SO CCP are the bad ones in the space race. CCP SO busy trying to play catchup when all they can do now is rehash a total confusion of messups. Some(ccp) game companies just can’t let go and remake another better game from their past experiences. CCP is living prove of patch up world they live in. they would rather play doctor than try and move onto second inclusion to the franchise..you know…something new. Bahhh its far too hard to tell a person to stop when they been doing it for so long.
SO I SAY WELL DONE ELITE DANGEROUS YOU SHOWED THEM! SHOW EM SOME MORE IN 2015
Have a good New years Everyone.
EDBacker
On December 26, 2014 at 5:15 pm
David Braben took £1.5m from Kickstarter backers, failed to deliver the Elite Dangerous game he promised, and then reneged on his commitment to return the money.
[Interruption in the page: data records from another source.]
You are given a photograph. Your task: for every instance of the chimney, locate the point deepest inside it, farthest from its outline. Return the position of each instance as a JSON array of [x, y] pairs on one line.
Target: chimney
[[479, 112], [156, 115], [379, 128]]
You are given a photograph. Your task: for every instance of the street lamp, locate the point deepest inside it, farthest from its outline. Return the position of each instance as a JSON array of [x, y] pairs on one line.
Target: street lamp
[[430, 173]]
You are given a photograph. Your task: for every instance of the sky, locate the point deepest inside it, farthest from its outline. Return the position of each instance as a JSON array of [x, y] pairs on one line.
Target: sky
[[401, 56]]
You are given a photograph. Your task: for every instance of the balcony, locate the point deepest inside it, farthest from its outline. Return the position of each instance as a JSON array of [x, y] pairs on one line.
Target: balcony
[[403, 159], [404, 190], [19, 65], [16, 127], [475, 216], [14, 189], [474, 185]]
If you are one of the backers seeking the refund to which you are entitled, join with the others on the mailing list at http://www.elitedangerousrefunds.org.
The Truth
On December 28, 2014 at 10:49 pm
This looks like another whinefest to me. Walls of text! Waah! Offline mode! Waah!
David
On December 30, 2014 at 1:50 pm
This game is getting totally unfair reviews, which isn’t really surprising, since you actually have to play it for more than 5 hours to realize how shallow it actually is. Mainstream game reviewers don’t tend to do that, which is why I for one never pay much attention to these kinds of reviews. The hype this game has garnered also seems to fuel the fire of overly positive first impressions.
Frontier Developments’ dishonesty is something that more and more people seem to realize. The end product they have created is pretty far from what was talked about in the many video diaries and interviews with David Braben during its development, is nothing like the trailer which was used to market it and on some accounts even fails to include features that were promised during the kickstarter campaign. Oh, and where are those “loads” of Mercenary Edition content that were promised on release? Seems they “forgot” about that also.
It might be that E:D is a game with some actual content other than the space sightseeing two years from now. But knowing Frontier Developments, I wouldn’t count on it including half of what they’ve said it will include.